Une voix masculine au bout du fil interrompt sa confession silencieuse :

— De quoi tu parles ? demande Yan, son ton habituel mêlé d'inquiétude.

— Salut, Yan, répond Jonas en prenant une grande inspiration. Je suis au cimetière... Je peux t'aider ?

— Je venais aux nouvelles de mon poulain ! rétorque Yan d'un ton jovial, toujours direct. Je me disais qu'il serait bien que tu fasses une interview le mois prochain. Tu seras déjà à mi-parcours de ton retour en France, et ça serait un bon coup de pub.

— Euh... ouais...

Jonas hésite, l'esprit encore embué par ce qu'il vient de vivre.

— Bien sûr. OK.

Un silence s'installe, suffisant pour que Yan comprenne que quelque chose ne tourne pas rond.

— Ça n'a pas l'air d'aller ! reprend-il, plus sérieux cette fois.

— Si, si, balbutie Jonas. T'inquiète, juste...

Yan laisse échapper un rire sec, interrompant son ami :

— La prof ? demande-t-il d'un ton moqueur.

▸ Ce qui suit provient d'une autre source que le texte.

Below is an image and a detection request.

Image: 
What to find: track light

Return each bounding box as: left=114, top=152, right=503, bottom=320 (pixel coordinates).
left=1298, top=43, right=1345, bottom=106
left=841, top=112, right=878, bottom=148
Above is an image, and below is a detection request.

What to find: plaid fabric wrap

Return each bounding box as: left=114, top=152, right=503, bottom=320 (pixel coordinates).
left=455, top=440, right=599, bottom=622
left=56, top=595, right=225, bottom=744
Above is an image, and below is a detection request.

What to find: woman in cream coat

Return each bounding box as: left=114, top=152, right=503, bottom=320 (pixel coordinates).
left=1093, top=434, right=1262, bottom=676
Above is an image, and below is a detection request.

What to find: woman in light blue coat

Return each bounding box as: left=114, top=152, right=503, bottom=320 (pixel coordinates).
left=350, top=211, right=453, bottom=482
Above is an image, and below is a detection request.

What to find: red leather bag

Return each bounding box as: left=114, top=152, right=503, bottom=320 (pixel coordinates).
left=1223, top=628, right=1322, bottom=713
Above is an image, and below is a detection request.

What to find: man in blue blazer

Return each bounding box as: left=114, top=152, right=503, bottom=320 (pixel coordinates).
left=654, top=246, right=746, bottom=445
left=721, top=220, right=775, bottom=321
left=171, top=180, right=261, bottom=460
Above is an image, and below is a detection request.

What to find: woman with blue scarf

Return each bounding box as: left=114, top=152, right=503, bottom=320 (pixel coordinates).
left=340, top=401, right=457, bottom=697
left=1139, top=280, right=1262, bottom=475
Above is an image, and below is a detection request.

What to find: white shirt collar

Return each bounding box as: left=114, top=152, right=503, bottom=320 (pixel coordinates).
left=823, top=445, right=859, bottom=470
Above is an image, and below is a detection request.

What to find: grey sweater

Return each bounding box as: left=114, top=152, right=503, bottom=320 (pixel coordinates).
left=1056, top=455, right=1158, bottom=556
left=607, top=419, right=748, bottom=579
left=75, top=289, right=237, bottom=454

Jonas lève les yeux au ciel, exaspéré par cette obsession qu'a Yan de toujours ramener tout à « elle ».

— Yan... gronde-t-il, en essayant de ne pas perdre patience. Pourquoi tu ramènes toujours tout aux femmes ?

— Parce qu'elles sont les maux des hommes, mon pote ! lance Yan, fier de sa formule.

Jonas soupire, fatigué de cette rhétorique, mais une part de lui ne peut s'empêcher de reconnaître que Yan, dans son cynisme habituel, touche un point sensible. Nelly le rend littéralement fou. Son parfum, cette odeur enivrante qu'il n'a jamais pu oublier, hante encore ses nuits et ses jours.

— Écoute-moi, reprend Yan d'un ton désinvolte. Profite de son corps une fois ou deux, et oublie-la. Tu te maries avec Lola, et hop, le tour est joué !

Jonas écarquille les yeux, sidéré par la brutalité de ces mots.

— Hein ? lâche-t-il, abasourdi. Mais de quoi tu parles ?

— La prof. Dudressie, enchaîne Yan avec désinvolture. Si elle est bien gaulée, tu t'en occupes avant ton mariage. Ça soulagera ta conscience et tes remords.

Le choc des paroles de Yan frappe Jonas de plein fouet, le laissant bouche bée. Le respect qu'il porte à Nelly, l'intensité de ce qu'il ressent pour elle, ne peut être réduit à un simple caprice charnel. Comment Yan ose-t-il ?

— Que t'arrive-t-il, Yan ? s'enquiert Jonas, sa voix teintée d'incrédulité.

— Rien ! rétorque Yan sèchement, mais son ton trahit une certaine amertume.

— Oh non, mon pote... réplique Jonas, reprenant de l'aplomb. Ne me fais pas croire que rien ne te ronge. Il y a quelque chose.

Yan, fidèle à lui-même, élude la question, refusant de se dévoiler.

— Ne change pas de sujet ! réplique-t-il avec un mélange d'agacement et de détachement.

Jonas secoue la tête, exaspéré, mais il sait que forcer Yan à s'ouvrir ne servira à rien. Il soupire longuement, laissant le poids de ses propres pensées reprendre le dessus.

— Sache en tout cas que Nelly n'est pas le genre de fille que je veux balancer dans mon lit, proteste Jonas avec une gravité qu'il n'a pas l'habitude d'exprimer. Elle vaut bien plus que ça.

Un silence lourd s'installe au bout de la ligne, avant que Yan ne lâche un rire court, amer.

— Alors là, mon pote, dit-il d'un ton presque désolé, tu es foutu.